Reuniting Europe

Disbelief, anger and fear describe the feelings among the Europeans that saw leave win a majority vote in the Brexit referendum last Thursday. Disbelief that their U.K. neighbours have voted against a united Europe. Angry about the vote that resembles a vote against the other European citizens. Fear about what will happen next in the other EU nations – where fear mongering with anti-immigrant policies by nationalist parties is gaining even more support. These parties – very right-wing in particular – are also the ones calling for a total independence from Brussels and therefore leaving the EU. These nationalist parties gathered quite the momentum in recent years, they profited from the immigrant crisis and were extremely pleased with the outcome of the Brexit referendum. Leader of the Dutch right-wing party PVV, Geert Wilders, cheered the Brexit results and called for a Nexit referendum after the Brexit result. Dutch polls said there would be a Dutch majority in leaving the EU (48% leave - 45% stay). The National Front Leader in France Marine Le Pen, also called for a Frexit referendum after the Brexit vote. She stated on twitter: “It is now time to bring democracy to our country.”

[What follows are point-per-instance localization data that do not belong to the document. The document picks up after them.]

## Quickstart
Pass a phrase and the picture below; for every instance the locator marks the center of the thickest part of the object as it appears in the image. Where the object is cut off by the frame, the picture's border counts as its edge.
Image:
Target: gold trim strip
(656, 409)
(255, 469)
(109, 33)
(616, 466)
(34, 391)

The day after the Brexit vote came out foreign ministers of Belgium, France, Italy, Luxembourg, Netherlands and Germany came together and called for a swift exit of the UK from the EU. They stated: “the U.K. must implement Article 50 of the EU treaty that foresees the exit of an EU member state as soon as possible.” They aim on making the EU stronger for the future with emphasis on joint cooperation. This seems necessary to regain trust of the people that are currently not favouring their current governments. In a response to the bloc of foreign ministers, German Chancellor Merkel asked for a calm approach in accompanying the leave of the UK from the EU. The chancellor indicated that there is in no need for rushing the process that will deter the trading relationship that Germany has with the U.K. German stocks highlight the uncertainty, as the DAX index reached a low 9330 points on Monday.

Uniting the remaining governments in the EU seems vital to overcome the Brexit shock crippling through the EU and to prevent any other exits by EU-members. The need to prevent future exits may result in some EU nations negotiating a tough deal for the UK. They want to come up with a solution that will dampen the favourability of the nationalist parties. Whether it will come to a real referendum vote is uncertain. Generally, there first has to be a vote on whether such a referendum is warranted. These votes in EU nations are something to look out for in the near future. Whilst we wait patiently for the next steps in the Brexit process, Jean-Claude Juncker is calling for the UK to live with its decisions and trigger article 50 now.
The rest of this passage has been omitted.